コツコツ続けると、どんな奇跡が起こるか。

そして、今生きている社会は、結果が全ての非情な世界だという事。

それをどう受け止めて、どう立ち上がるか。


勉強は、これから生きていく上で大切な、いろんな事を教えてくれます。

たぶん夢が叶わなくても、ムダにはならないと思います。

でも、まずやってみなければ、それらを得ることはできません。

子供たちには、勉強を通してたくさんのことを学んで欲しいです。

そして、今の「夢を描けない生活」は、君の代で断ち切ることができると信じて歩いて行って欲しいです。


今回の取り組みで見えた課題

こども食堂に行けば、自分の居場所ができて、食事もとれて、勉強も少し教えてもらえるかもしれない。

でも、こども食堂までの交通手段が無い子供たちがいます。

子ども食堂があるという情報を知らない子供たちもいます。

運営側も、大勢押しかけられては困るので、情報をあまり拡散できないという事情もあります。

でも、食品は至る所に余っている。

誰かの役に立ちたいと願っているのに、やり方がわからない人もたくさんいる。

時間は無いけどお金がある人たちがいる。

お金は無いけど時間がある人たちがいる。

これらの支援をどう繋いでいくかというのが問題で、もっとうまく活動できたらいいのになぁと思います。

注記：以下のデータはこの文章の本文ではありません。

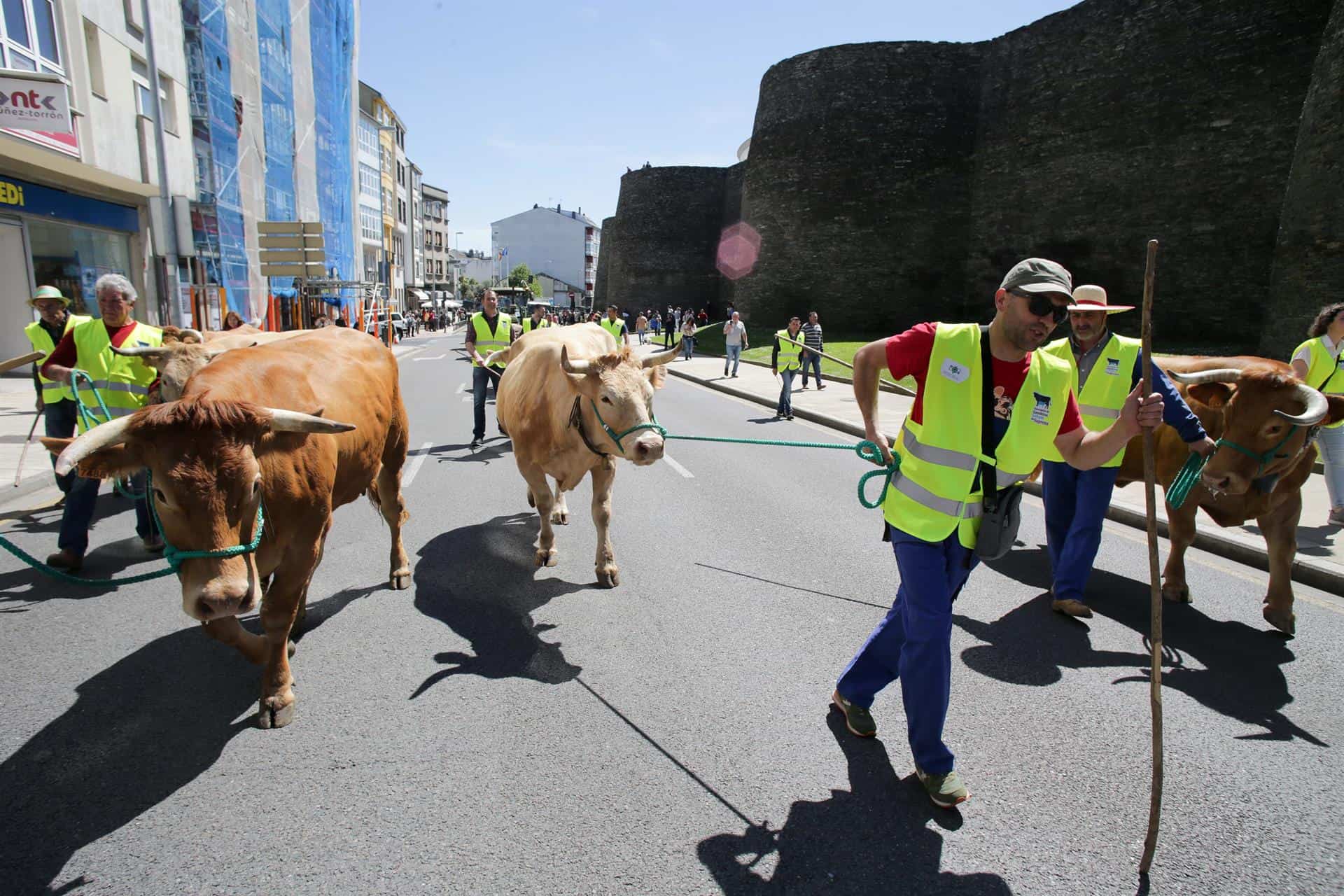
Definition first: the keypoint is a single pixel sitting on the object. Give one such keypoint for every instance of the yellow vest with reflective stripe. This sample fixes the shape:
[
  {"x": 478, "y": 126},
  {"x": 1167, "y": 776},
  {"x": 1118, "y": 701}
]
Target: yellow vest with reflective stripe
[
  {"x": 790, "y": 360},
  {"x": 488, "y": 342},
  {"x": 41, "y": 340},
  {"x": 613, "y": 328},
  {"x": 122, "y": 382},
  {"x": 1107, "y": 388},
  {"x": 1324, "y": 372},
  {"x": 934, "y": 492}
]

私も少し、情報発信の仕方を見直していかなければなぁとも思いました。



貧困から抜け出すことと、田舎のオール公立から全国区へ羽ばたくことは、全く意味も難易度も違うけれど、

選択肢が少ない、という部分は似ているのかなと思います。

しかし、選択肢が少ないことは、悪いことばかりではありません。

迷い、選ぶ必要がないからです。

私たちには選択肢がありません。

人生は「選択」を積み重ねた結果だと言われますが、しかしそれは、塾や学校の「選択」を積み重ねた結果ではありません。

「決断」と「行動」

ただそれだけのように思います。

「医学部に行く」と決めたらいい。

そうすれば、するべき行動はもう決まっていて、ノウハウだってあるのだから。


私も仕事をする上で、また、子育てをする上で気をつけていることがあります。

それは、

「できない」と言わない。

「できない」理由を探さない。

どうすれば「できる」かを考える。

それだけで、大抵のことはどうにかなります。


こども食堂で会った子供たちにも、無限の可能性があります。

でもそれを「無限の可能性」という抽象的な言葉にしたままではいけません。

自治体も、学校も、支援団体も、「夢」とか「希望」とか「可能性」とか、ぼんやりしたものしか与えてくれません。

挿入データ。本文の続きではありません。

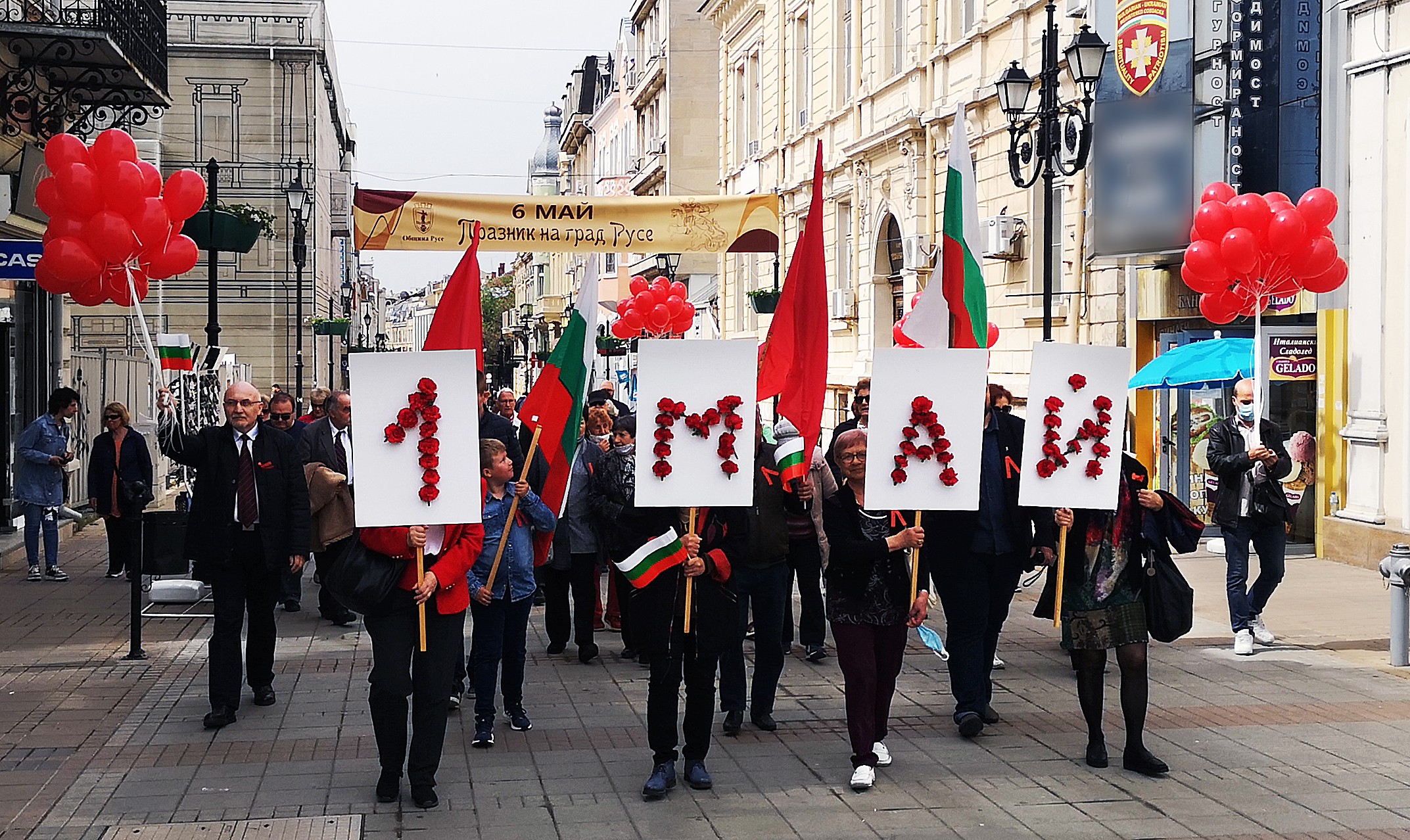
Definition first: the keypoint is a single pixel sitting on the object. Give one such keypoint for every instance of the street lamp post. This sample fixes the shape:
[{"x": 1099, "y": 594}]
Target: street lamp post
[
  {"x": 1037, "y": 139},
  {"x": 299, "y": 216}
]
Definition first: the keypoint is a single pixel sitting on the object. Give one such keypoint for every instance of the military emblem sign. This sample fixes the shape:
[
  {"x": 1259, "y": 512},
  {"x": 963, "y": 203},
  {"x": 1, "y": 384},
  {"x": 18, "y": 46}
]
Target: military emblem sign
[{"x": 1142, "y": 43}]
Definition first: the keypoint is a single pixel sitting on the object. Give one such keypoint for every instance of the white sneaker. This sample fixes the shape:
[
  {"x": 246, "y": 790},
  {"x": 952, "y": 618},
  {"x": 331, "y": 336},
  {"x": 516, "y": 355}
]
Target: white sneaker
[{"x": 1261, "y": 633}]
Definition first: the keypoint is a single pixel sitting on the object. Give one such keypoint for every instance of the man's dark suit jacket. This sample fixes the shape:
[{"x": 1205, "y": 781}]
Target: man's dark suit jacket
[{"x": 284, "y": 496}]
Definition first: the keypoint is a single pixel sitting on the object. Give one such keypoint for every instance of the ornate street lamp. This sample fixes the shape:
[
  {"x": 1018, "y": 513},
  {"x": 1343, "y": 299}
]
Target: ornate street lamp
[{"x": 1037, "y": 139}]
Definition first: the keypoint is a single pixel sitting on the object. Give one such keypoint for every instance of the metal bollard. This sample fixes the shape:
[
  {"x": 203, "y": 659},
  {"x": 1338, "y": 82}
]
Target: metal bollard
[{"x": 1395, "y": 569}]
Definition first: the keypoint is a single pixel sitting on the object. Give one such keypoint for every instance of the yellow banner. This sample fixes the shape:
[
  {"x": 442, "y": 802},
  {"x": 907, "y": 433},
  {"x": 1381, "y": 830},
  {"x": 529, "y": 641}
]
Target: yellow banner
[{"x": 388, "y": 220}]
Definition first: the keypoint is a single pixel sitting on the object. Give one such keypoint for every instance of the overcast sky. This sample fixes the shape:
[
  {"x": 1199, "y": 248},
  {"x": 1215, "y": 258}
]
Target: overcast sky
[{"x": 449, "y": 96}]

それでは子供はどこに向かえばいいのかわからないままです。

ぼんやり空を見上げていても、貧困からは抜け出せない。

「無限の可能性」を支援するなんて無謀なことで、何の役にも立ちません。

それでは、最初から見捨てているのと一緒だと思います。

もっと具体的に、

学年で1番になる。

◯◯大学に行く。

◯◯(職業)になる。

具体的な目標を描いて、

そのためには今何をするべきか、

自分に許された範囲でやれる最大限の事は何か、

来年にはどんな自分になっているべきか、

しっかりじっくり計画を立てて進む手助けをするのが、本物の支援なのではないかと思います。

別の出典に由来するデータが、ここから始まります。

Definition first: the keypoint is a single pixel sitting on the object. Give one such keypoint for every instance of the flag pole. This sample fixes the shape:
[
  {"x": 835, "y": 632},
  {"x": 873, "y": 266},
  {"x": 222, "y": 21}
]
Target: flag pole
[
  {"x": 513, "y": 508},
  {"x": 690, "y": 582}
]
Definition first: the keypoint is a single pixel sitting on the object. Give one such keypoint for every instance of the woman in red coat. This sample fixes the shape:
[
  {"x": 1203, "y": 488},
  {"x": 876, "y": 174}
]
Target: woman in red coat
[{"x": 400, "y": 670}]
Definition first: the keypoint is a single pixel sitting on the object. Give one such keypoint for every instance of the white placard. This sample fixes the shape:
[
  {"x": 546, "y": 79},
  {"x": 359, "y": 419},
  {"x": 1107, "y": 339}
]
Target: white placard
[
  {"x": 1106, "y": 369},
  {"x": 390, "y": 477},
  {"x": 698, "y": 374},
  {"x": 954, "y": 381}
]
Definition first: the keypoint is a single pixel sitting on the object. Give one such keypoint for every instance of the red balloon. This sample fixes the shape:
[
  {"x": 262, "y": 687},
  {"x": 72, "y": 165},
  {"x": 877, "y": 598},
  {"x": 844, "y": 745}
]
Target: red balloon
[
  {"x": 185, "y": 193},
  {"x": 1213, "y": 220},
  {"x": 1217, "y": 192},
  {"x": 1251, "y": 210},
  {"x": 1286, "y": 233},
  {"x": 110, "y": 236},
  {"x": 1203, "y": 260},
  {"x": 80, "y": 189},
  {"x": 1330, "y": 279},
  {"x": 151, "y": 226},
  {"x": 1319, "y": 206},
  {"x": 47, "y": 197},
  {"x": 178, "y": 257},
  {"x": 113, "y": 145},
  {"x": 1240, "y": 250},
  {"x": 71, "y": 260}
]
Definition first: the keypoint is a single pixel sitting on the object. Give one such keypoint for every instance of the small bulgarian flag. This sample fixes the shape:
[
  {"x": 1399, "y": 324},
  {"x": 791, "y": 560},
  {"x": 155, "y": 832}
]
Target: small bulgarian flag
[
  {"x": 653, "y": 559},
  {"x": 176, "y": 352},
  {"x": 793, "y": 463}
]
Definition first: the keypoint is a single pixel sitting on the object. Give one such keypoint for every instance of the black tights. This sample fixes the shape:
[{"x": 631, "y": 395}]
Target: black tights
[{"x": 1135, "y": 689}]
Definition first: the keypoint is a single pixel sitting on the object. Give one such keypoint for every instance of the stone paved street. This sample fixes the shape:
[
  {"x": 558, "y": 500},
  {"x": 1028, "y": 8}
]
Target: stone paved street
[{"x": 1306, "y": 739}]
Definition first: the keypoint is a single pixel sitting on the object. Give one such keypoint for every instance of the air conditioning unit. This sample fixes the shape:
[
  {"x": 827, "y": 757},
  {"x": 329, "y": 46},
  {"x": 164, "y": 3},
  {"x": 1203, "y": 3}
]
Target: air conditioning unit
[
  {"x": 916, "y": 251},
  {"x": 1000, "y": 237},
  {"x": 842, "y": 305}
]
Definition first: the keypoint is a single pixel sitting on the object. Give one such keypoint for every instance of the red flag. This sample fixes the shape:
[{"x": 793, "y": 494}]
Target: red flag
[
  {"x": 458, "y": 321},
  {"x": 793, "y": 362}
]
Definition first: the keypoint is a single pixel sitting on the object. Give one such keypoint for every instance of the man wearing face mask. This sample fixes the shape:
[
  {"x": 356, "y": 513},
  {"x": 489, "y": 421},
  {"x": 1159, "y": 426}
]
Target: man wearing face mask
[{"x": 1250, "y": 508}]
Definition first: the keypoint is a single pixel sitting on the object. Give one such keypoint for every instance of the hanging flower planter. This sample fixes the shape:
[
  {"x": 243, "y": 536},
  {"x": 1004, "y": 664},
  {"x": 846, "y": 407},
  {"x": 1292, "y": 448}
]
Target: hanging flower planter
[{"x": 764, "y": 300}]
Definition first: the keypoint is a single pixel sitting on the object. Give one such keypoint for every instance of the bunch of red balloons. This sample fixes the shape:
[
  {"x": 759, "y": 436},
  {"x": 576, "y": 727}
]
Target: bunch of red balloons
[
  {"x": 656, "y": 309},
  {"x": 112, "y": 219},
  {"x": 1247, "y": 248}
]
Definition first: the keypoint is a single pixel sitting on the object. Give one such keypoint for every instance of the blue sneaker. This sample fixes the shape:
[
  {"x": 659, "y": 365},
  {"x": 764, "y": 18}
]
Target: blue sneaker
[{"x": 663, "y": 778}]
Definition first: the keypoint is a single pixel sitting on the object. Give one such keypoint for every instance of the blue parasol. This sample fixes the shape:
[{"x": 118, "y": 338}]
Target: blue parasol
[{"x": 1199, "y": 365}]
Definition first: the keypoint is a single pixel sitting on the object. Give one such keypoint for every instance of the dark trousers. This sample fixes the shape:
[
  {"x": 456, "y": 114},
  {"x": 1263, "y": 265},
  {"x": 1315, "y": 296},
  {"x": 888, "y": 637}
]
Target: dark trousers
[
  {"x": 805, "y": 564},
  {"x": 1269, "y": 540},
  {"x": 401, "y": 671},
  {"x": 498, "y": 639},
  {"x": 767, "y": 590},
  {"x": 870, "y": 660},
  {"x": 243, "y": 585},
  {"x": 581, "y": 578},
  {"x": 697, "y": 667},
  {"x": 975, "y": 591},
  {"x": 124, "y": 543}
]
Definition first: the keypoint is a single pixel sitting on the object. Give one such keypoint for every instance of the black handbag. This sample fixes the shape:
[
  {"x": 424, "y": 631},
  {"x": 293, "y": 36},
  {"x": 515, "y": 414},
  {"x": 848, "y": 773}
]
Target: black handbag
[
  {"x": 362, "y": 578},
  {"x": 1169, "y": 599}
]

私も、知っているだけであと3か所のこども食堂があるのですが、学習支援を続け、広めていきたいと思います。


お金が無くても、アイディア次第でできることはたくさんあります。

「できない」と言わない。

「できない」理由を探さない。

どうすれば「できる」かを考える。

ぼんやりとした「夢」よりも、

具体的な目標のために今日できることを精いっぱいやろう。

私は明日も、ボランティアの学生を募集しに行きます。